Prosecutors dropped charges against an Uber driver accused of rape last month after forensic tests yielded negative results, officials said.
After over a month in custody, Hermann Ngoufack Jiokeng, 39, was released from jail on Friday, his attorney William Gens said told Boston.com. A hearing was scheduled for this week, but prosecutors with the Suffolk District Attorney’s office filed a disposition to no longer pursue the case.
“Additional information obtained and reviewed by the Commonwealth, including negative results of forensic testing, establishes that the charges against the defendant cannot be proved beyond a reasonable doubt based on the current state of the evidence,” the disposition read.
Boston police arrested Jiokeng, from Brighton, on Feb. 23 after a woman accused him of sexually assaulting her during a ride on Feb. 22 from South Boston to her residence, according to a statement from the Boston Police Department.
Jiokeng was arraigned in South Boston District Court on Feb. 24 and pleaded not guilty, according to court records. He was ordered held without bail.
William Gens, a civil rights attorney with Gens & Stanton in Boston, said Jiokeng is a “stand-up guy” who worked as a lender with Eastern Bank and drove at night for Uber. Jiokeng had no previous criminal record.
Gens said the woman who accused Jiokeng had “highly inconsistent statements” when interviewed by police. She claimed on the day of the attack that two white men took her out of the Uber, into a second car, and assaulted her. At the hospital the next day, she said one of the men was the Uber driver, Gens said.

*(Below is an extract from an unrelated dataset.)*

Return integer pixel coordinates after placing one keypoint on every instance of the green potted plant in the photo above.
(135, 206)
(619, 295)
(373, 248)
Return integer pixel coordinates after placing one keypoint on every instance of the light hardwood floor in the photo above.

Jiokeng, a Black man originally from Cameroon, did not fit the woman’s description, Gens said. Police interviewed the woman to clear up inconsistencies and she told police that she “consumed a lot of alcohol on the prior date and has started to question some of the details she has provided,” and then said she believed it was two Black men, one of them the driver, according to The Boston Globe.
Gens said he hopes Jiokeng can begin “putting the pieces back together of his life.”
“While we try as best we can to protect victims, especially women, from violent assaults and sexual type of abuse, it always has to be measured against the life of the person who’s being accused,” Gens said.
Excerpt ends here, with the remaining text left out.